Grâce aux réseaux informels, d’autres hôpitaux ont emboîté le pas à Uga Dumpis. Depuis l’adoption de ces procédures par le personnel, les taux d’infection par Staphylococcus aureus résistant à la méticilline sont tombés à moins de 10 % dans son hôpital et dans d’autres établissements importants de Lettonie, voire même à moins de 5 % dans la plupart des cas, selon Uga Dumpis.
Effet boule de neige
Uga Dumpis explique qu’il était au départ le seul spécialiste de la lutte anti-infectieuse de son hôpital. D’autres établissements de son pays ne disposaient pas non plus d’équipes de lutte anti-infectieuse. Il a réussi à constituer une équipe de six personnes au sein de son département, et l’ensemble des six principaux hôpitaux de Lettonie disposent désormais d’équipes de lutte anti-infectieuse. Le gouvernement letton a contribué à cette cause en adoptant une loi obligeant les hôpitaux à appliquer les procédures d’hygiène et de lutte anti-infectieuse préconisées par Uga Dumpis, et pour lesquelles il a mis à disposition son savoir-faire et son expertise. L’Union européenne et la Norvège y ont également contribué, en octroyant aux hôpitaux de Lettonie des fonds en vue de mettre en place un système d’alerte précoce pour les infections nosocomiales et de former le personnel à son utilisation.
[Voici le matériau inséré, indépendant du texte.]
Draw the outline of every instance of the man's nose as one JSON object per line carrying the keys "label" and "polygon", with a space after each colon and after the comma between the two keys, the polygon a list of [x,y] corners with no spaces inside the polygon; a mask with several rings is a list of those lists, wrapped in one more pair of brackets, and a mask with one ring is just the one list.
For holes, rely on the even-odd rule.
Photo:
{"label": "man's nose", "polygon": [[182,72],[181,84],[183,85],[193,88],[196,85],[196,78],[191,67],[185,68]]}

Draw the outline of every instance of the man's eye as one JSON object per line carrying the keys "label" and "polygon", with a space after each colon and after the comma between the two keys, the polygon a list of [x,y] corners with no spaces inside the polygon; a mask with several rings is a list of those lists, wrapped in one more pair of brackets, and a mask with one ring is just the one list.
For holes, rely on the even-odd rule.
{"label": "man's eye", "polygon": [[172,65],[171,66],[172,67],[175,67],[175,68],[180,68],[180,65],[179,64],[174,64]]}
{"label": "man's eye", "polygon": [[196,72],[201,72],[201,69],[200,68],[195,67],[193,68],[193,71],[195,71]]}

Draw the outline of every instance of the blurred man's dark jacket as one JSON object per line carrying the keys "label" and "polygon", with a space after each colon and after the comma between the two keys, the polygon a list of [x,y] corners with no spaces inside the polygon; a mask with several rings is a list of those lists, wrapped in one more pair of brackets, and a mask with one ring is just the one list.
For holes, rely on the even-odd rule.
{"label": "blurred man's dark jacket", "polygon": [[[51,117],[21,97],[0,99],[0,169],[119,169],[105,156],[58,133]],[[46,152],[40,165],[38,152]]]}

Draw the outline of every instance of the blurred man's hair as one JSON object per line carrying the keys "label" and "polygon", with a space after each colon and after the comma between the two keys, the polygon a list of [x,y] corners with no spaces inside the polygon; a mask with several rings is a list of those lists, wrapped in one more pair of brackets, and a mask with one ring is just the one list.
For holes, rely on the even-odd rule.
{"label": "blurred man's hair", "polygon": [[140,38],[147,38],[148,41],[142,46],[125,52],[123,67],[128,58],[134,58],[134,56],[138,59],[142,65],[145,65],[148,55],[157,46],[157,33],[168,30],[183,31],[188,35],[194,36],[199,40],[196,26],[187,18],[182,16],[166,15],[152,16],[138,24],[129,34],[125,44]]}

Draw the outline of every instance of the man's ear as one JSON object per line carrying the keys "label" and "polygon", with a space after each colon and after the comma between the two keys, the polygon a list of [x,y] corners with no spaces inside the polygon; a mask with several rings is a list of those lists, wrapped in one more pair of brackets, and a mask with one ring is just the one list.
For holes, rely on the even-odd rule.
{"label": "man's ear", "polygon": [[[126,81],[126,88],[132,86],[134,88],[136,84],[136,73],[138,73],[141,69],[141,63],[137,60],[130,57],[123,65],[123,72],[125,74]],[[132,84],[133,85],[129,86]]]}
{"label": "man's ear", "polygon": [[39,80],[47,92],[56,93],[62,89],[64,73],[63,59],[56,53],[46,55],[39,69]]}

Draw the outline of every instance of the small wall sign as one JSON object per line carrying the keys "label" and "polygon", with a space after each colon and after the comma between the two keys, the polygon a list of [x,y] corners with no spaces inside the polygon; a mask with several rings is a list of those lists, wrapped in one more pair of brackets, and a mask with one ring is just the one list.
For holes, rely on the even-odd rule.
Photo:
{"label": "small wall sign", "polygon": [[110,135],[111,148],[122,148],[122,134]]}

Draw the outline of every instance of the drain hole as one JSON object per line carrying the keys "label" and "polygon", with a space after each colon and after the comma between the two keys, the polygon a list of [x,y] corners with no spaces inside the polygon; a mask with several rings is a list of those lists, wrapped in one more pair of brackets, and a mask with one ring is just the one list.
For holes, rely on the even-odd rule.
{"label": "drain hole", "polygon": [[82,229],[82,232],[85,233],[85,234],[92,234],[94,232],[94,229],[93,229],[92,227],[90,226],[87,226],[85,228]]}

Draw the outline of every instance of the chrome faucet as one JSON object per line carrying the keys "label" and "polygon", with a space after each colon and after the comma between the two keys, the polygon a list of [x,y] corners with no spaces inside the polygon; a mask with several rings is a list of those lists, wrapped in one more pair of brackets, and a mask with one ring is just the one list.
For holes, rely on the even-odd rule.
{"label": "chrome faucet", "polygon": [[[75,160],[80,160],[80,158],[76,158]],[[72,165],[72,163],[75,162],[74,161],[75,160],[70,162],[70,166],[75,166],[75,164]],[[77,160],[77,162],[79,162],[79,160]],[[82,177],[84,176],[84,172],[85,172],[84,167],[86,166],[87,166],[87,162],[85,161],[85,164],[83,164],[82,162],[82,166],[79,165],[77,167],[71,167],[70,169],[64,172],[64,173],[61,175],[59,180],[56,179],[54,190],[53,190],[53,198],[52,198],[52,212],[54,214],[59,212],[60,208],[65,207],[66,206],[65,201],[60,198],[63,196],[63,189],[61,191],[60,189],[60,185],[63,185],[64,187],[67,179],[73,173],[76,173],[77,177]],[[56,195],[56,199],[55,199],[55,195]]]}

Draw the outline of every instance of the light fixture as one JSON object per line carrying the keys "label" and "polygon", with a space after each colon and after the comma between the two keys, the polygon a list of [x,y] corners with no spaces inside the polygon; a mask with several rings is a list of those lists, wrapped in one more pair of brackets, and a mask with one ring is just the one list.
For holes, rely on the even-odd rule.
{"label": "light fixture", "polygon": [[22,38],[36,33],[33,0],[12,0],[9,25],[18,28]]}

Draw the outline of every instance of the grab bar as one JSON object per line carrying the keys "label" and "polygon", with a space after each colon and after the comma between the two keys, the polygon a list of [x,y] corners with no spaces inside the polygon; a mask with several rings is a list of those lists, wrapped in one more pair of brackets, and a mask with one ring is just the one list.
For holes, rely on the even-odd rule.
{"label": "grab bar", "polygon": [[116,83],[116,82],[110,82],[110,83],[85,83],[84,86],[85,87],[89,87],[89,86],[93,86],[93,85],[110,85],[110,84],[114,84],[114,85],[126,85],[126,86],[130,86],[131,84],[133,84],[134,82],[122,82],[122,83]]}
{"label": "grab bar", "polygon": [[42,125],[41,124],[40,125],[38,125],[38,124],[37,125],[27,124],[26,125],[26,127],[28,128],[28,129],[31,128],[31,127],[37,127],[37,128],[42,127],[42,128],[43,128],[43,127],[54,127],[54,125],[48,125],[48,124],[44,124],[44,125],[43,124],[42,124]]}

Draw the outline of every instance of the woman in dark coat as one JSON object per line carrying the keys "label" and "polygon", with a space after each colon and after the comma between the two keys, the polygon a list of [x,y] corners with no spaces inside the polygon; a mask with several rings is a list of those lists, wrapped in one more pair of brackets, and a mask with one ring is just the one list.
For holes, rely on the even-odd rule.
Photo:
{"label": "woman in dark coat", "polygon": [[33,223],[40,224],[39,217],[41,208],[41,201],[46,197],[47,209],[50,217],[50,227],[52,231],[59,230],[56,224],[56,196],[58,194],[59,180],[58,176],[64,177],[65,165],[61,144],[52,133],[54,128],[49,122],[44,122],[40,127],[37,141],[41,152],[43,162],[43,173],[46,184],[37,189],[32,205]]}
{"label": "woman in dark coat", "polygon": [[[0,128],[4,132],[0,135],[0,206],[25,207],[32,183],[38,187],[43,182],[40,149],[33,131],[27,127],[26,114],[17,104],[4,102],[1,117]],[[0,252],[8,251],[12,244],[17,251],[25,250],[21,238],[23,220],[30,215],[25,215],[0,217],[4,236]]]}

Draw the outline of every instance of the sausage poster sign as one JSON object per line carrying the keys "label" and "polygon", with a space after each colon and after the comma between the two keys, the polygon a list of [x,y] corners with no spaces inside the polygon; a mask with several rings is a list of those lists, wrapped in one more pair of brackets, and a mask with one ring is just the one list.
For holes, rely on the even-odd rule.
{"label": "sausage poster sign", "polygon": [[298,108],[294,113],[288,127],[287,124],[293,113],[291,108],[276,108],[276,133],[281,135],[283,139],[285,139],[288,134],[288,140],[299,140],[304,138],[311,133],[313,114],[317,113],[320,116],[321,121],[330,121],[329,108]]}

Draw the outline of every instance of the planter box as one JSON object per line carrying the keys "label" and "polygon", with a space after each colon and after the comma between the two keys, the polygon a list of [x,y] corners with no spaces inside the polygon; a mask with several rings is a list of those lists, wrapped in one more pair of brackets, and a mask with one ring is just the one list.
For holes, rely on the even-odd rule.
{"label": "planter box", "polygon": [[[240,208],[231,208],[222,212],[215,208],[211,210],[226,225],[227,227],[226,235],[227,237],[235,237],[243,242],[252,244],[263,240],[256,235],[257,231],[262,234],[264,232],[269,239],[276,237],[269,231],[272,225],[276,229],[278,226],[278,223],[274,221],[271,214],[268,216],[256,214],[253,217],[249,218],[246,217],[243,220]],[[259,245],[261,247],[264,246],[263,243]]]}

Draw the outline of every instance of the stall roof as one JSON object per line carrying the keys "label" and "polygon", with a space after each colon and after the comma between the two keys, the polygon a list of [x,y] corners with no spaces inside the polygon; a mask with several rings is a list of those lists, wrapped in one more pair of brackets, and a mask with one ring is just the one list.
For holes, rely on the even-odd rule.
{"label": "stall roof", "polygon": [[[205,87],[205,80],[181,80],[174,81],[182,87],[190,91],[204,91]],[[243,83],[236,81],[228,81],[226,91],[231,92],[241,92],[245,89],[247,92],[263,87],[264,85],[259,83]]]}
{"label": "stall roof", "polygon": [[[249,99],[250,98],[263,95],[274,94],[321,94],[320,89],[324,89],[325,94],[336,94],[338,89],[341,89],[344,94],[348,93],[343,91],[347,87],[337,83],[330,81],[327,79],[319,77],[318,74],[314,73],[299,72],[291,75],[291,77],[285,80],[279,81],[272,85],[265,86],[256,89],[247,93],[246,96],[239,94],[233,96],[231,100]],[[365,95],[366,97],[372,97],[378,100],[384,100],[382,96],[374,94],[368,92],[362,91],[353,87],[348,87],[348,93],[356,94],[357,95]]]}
Un problème qui ne cesse de croître
« On voit ça tous les jours. Les gens meurent des suites de ces infections, et à cause de la résistance aux antimicrobiens, le problème croît très rapidement. C’est actuellement l’un des principaux problèmes de santé. »
« Bien que l’utilisation abusive des antibiotiques soit faible en Lettonie par rapport à d’autres pays, et que les taux d’infection par Staphylococcus aureus résistant à la méticilline aient diminué dans nos hôpitaux, d’autres infections bactériennes continuent de se développer. Il y a dix ans, mon hôpital abritait deux ou trois grandes espèces de bactéries hautement résistantes. Désormais, on en dénombre sept. Ce nombre est important car, malgré l’application de meilleures pratiques d’hygiène et de dépistage, les procédures médicales sont plus invasives désormais, ce qui accroît le risque d’infections. En outre, les patients importent des bactéries d’autres pays accusant des taux plus élevés d’utilisation abusive des antibiotiques. Il s’agit d’un problème sans frontières, qui s’accroît considérablement en Lettonie et dans le monde. Je crois que l’on a encore besoin de davantage de législation nationale en la matière. »
À propos d’Uga Dumpis
Depuis dix ans, Uga Dumpis est chef du Département de lutte anti-infectieuse à l’hôpital clinique universitaire Pauls Stradiņš en Lettonie. Il est membre de divers réseaux et groupes de travail traitant de la résistance aux antimicrobiens, un problème pour lequel il éprouve un intérêt à la fois clinique et scientifique. Uga Dumpis a étudié la médecine en Lettonie, au Royaume-Uni et en Suède. Il a en outre participé à des cours de courte durée en Belgique, en Fédération de Russie et aux Pays-Bas. Il a étudié à l’Université d’Oxford dans les années 1990 (bourse Soros), et a obtenu son doctorat à l’Open University au Royaume-Uni en 2000.